No slouches were singled out by name. But Yeltsin faulted their work style, their lack of control over the implementation of government decisions and their delays.

He may be trying to distance himself from the disastrous Russian economy. Production dropped almost 25% in the first quarter of this year compared with the same period in 1993, and plunged a further 3.3% in April, the state statistics committee said Monday. By April, 5,000 factories had closed, and more than 8 million Russians are now unemployed or on unpaid leave.

Shakhrai left with a warning that, unless the ailing economy improves, Chernomyrdin may be the next to go. Shakhrai warned of a possible renewal of violent political strife.

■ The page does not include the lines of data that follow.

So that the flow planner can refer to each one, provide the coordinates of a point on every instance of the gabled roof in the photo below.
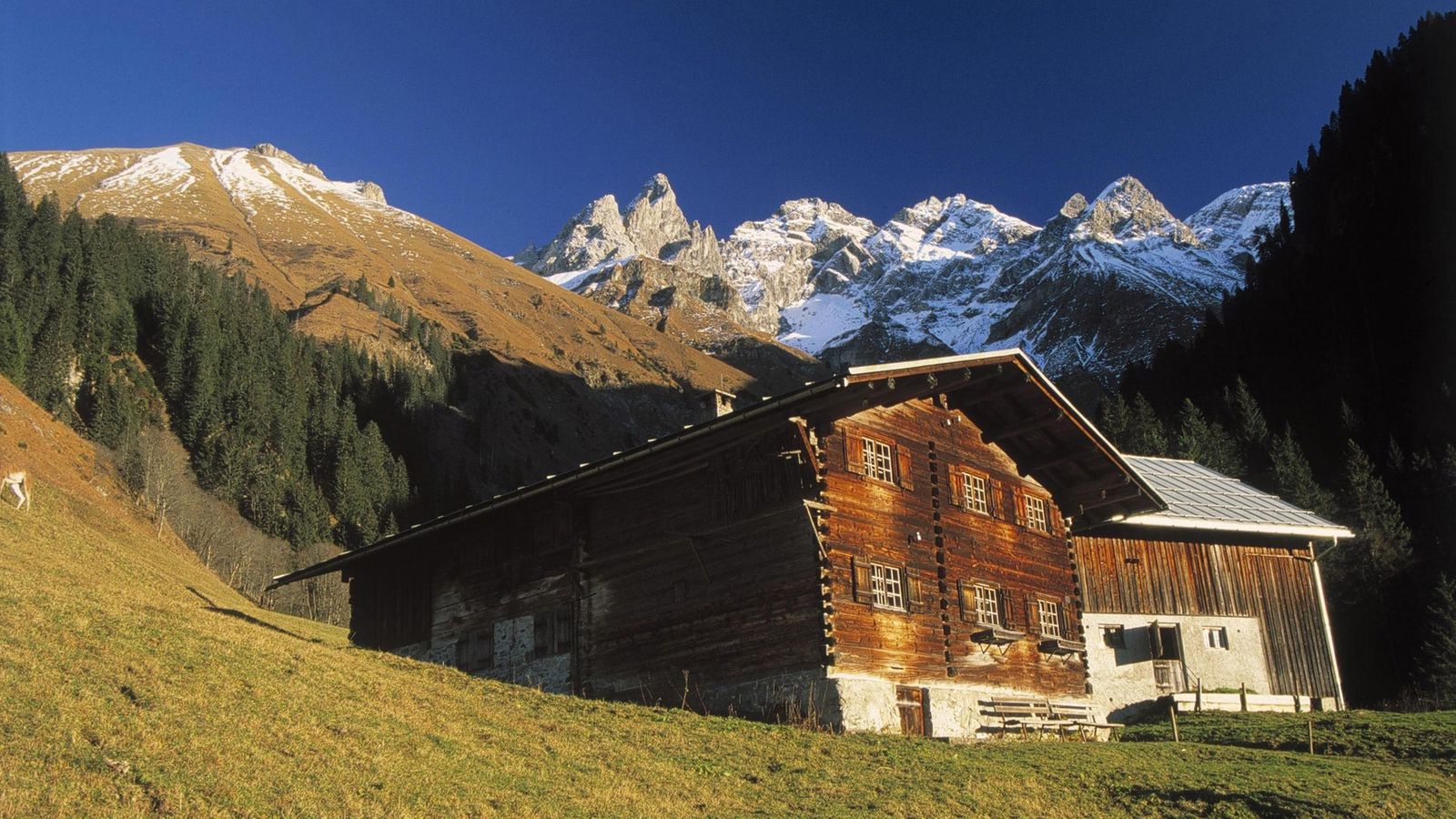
(1002, 392)
(1201, 499)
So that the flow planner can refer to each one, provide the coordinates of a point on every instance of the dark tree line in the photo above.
(1346, 331)
(114, 331)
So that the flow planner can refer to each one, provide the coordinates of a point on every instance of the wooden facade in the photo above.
(1210, 576)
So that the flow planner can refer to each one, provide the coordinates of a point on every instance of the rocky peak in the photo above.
(1127, 210)
(652, 217)
(1075, 206)
(271, 150)
(370, 191)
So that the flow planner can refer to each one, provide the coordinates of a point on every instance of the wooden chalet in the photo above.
(885, 550)
(1219, 592)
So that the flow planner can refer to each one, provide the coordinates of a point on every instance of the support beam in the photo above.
(1026, 426)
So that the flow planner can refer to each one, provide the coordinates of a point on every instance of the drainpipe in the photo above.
(1324, 617)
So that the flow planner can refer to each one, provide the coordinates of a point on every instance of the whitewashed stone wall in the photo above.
(1123, 678)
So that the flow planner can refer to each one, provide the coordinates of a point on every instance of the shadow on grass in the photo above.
(1259, 804)
(247, 617)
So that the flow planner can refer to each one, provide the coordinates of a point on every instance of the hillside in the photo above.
(939, 276)
(133, 682)
(548, 379)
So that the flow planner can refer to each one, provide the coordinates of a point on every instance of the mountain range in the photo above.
(546, 379)
(1101, 285)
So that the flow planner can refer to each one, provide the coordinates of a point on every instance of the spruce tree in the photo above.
(1293, 479)
(1208, 442)
(1382, 541)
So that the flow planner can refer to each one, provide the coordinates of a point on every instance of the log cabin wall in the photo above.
(910, 521)
(1149, 571)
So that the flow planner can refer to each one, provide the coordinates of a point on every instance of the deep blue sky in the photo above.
(500, 121)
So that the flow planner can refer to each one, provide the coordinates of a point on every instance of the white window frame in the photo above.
(977, 493)
(987, 605)
(887, 586)
(1037, 515)
(1048, 618)
(880, 460)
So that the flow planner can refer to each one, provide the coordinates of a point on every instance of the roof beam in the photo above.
(996, 435)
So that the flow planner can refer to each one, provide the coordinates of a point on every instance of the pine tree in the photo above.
(1293, 479)
(1208, 442)
(1145, 431)
(1438, 669)
(1382, 541)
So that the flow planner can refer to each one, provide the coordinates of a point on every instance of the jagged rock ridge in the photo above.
(1101, 285)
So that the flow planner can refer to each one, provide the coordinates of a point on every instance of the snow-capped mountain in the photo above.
(1101, 285)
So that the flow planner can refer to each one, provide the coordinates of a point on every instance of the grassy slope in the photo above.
(131, 681)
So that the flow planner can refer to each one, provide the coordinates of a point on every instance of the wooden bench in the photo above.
(1082, 716)
(1041, 716)
(1023, 716)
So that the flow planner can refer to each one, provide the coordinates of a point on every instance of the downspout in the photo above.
(1324, 617)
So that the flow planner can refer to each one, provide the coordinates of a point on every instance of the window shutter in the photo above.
(915, 591)
(861, 581)
(854, 450)
(957, 484)
(903, 467)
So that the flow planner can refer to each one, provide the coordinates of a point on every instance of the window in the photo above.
(976, 496)
(1037, 515)
(885, 584)
(987, 605)
(880, 460)
(552, 632)
(1048, 618)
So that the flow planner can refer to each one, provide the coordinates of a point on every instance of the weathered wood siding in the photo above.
(1176, 574)
(877, 522)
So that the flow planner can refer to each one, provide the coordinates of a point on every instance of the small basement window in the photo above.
(477, 652)
(887, 586)
(552, 632)
(1048, 618)
(1037, 515)
(880, 460)
(1114, 637)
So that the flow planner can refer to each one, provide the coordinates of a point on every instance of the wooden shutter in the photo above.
(854, 450)
(915, 592)
(863, 591)
(903, 467)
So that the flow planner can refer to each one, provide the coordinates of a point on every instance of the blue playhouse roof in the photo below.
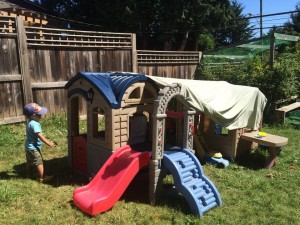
(111, 86)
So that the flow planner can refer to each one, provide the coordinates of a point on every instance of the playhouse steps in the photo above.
(199, 191)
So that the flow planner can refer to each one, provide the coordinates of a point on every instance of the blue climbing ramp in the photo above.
(189, 180)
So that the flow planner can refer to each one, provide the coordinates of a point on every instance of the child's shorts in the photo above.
(34, 157)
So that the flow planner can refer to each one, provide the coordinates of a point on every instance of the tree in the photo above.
(168, 25)
(240, 29)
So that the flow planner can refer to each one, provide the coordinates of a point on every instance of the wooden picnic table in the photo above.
(273, 142)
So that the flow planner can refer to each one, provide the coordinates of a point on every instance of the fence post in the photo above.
(24, 64)
(134, 54)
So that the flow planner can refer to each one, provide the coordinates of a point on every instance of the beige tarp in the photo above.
(232, 106)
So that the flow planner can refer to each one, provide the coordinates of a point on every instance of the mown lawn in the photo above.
(248, 193)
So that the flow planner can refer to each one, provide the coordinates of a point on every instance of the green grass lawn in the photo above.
(248, 195)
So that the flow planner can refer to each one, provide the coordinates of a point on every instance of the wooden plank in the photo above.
(24, 61)
(9, 78)
(269, 140)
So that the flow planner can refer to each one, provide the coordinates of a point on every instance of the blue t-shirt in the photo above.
(32, 141)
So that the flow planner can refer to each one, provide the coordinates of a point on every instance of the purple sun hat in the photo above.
(33, 108)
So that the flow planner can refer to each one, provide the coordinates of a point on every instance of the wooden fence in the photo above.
(36, 63)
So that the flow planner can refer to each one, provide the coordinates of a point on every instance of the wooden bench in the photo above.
(273, 142)
(280, 113)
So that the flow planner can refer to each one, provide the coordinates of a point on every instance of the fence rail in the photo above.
(38, 36)
(167, 57)
(7, 25)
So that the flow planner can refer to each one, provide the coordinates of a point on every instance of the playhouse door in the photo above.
(80, 153)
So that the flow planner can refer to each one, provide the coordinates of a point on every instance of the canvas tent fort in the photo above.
(232, 106)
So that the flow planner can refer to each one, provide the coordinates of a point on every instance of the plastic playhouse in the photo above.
(114, 147)
(126, 129)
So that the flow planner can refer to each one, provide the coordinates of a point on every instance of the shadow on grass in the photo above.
(138, 191)
(254, 160)
(63, 175)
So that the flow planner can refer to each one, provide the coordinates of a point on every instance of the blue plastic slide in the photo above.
(189, 180)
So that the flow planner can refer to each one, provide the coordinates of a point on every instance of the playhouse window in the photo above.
(98, 123)
(78, 118)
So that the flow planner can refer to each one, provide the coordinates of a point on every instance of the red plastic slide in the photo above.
(111, 181)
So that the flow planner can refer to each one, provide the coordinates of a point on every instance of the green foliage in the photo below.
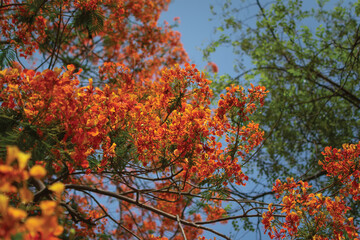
(7, 56)
(308, 59)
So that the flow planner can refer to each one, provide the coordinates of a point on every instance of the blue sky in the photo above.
(197, 31)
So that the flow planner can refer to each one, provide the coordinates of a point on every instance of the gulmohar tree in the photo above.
(306, 54)
(106, 114)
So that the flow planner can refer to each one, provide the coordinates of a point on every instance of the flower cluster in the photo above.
(19, 217)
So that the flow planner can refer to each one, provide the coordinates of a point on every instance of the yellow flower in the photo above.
(23, 158)
(26, 195)
(58, 188)
(34, 224)
(16, 214)
(4, 202)
(12, 152)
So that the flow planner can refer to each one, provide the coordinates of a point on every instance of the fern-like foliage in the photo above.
(7, 56)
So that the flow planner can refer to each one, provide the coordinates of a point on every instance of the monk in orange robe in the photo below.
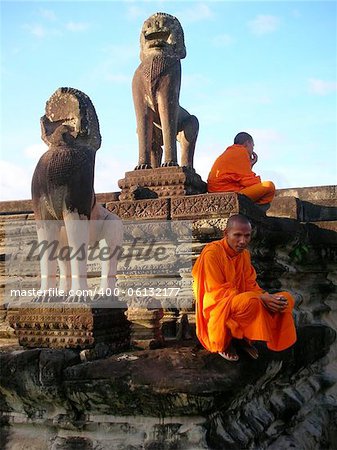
(232, 172)
(230, 303)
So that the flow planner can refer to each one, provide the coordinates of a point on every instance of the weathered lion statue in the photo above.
(156, 87)
(64, 199)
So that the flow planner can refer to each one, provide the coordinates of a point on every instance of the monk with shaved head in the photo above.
(232, 172)
(231, 308)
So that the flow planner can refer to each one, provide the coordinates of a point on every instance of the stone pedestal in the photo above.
(146, 327)
(79, 326)
(161, 182)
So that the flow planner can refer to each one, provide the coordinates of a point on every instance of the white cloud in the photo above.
(34, 151)
(104, 167)
(255, 93)
(264, 24)
(121, 53)
(76, 27)
(321, 87)
(118, 78)
(222, 40)
(195, 13)
(48, 14)
(265, 134)
(14, 181)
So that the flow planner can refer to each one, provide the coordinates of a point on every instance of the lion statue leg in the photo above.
(188, 128)
(77, 228)
(144, 118)
(64, 265)
(168, 113)
(157, 147)
(47, 234)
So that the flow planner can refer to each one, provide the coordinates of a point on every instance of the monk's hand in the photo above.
(253, 159)
(274, 303)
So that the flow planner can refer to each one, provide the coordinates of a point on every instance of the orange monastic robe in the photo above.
(232, 171)
(228, 303)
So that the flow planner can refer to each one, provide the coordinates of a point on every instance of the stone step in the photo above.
(315, 210)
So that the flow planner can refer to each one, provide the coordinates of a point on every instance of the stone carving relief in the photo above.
(161, 121)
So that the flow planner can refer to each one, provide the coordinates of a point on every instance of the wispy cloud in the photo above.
(222, 40)
(121, 53)
(118, 78)
(76, 27)
(135, 12)
(264, 24)
(48, 14)
(36, 30)
(195, 13)
(14, 181)
(321, 87)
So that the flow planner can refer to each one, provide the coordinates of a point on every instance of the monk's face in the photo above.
(238, 236)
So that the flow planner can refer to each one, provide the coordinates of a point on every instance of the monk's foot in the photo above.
(230, 353)
(249, 348)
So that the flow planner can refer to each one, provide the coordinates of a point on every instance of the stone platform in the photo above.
(179, 397)
(160, 182)
(79, 326)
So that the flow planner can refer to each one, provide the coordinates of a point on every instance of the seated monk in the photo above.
(231, 308)
(232, 172)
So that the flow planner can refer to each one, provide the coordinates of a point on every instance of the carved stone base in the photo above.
(146, 327)
(82, 326)
(161, 182)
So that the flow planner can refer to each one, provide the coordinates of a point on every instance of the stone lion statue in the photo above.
(64, 201)
(161, 121)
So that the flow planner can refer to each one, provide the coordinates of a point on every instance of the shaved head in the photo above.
(242, 137)
(237, 219)
(238, 232)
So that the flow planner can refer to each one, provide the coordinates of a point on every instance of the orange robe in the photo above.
(228, 303)
(232, 172)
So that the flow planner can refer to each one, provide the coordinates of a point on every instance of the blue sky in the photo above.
(268, 68)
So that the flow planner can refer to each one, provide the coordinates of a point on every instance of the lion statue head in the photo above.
(71, 118)
(162, 34)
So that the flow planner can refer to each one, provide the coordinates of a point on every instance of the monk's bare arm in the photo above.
(274, 303)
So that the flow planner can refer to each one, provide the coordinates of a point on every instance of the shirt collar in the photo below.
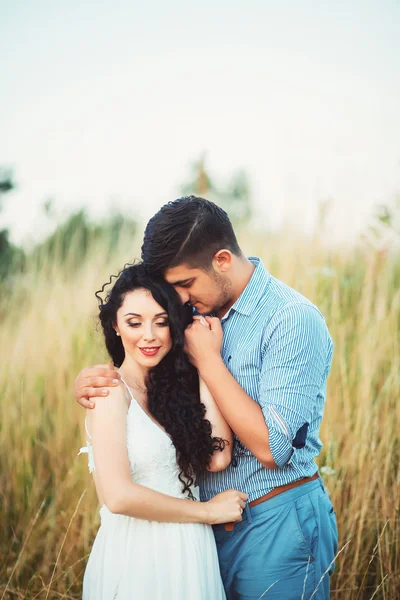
(253, 291)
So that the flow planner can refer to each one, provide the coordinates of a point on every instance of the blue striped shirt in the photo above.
(277, 346)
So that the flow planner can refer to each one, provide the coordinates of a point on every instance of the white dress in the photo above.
(134, 559)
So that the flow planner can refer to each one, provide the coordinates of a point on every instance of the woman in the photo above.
(147, 442)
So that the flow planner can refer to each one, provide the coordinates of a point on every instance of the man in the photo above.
(265, 359)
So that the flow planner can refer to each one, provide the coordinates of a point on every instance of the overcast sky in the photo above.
(111, 102)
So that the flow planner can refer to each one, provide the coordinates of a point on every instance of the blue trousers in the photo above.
(284, 549)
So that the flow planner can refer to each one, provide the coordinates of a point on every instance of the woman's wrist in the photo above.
(201, 512)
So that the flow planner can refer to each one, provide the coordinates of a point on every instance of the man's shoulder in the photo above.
(280, 296)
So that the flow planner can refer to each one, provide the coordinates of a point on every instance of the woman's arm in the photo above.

Shakhrai, a 38-year-old lawyer who wrote the 1991 presidential decree that banned the Communist Party of the Soviet Union, had been in charge of Russia’s sensitive nationalities and regional policy until Yeltsin abruptly stripped him of the post Monday. He is also the leader of a small centrist party with 19 seats in the Duma, or lower house of Parliament, and is a possible presidential contender for 1996.

Yeltsin has already fired all but one of the reformers associated with the “shock therapy” policies blamed for the disastrous showing in December elections. The Kremlin rumor mill is now predicting an attempt to oust Deputy Prime Minister Anatoly B. Chubais, whose controversial privatization program expires June 30.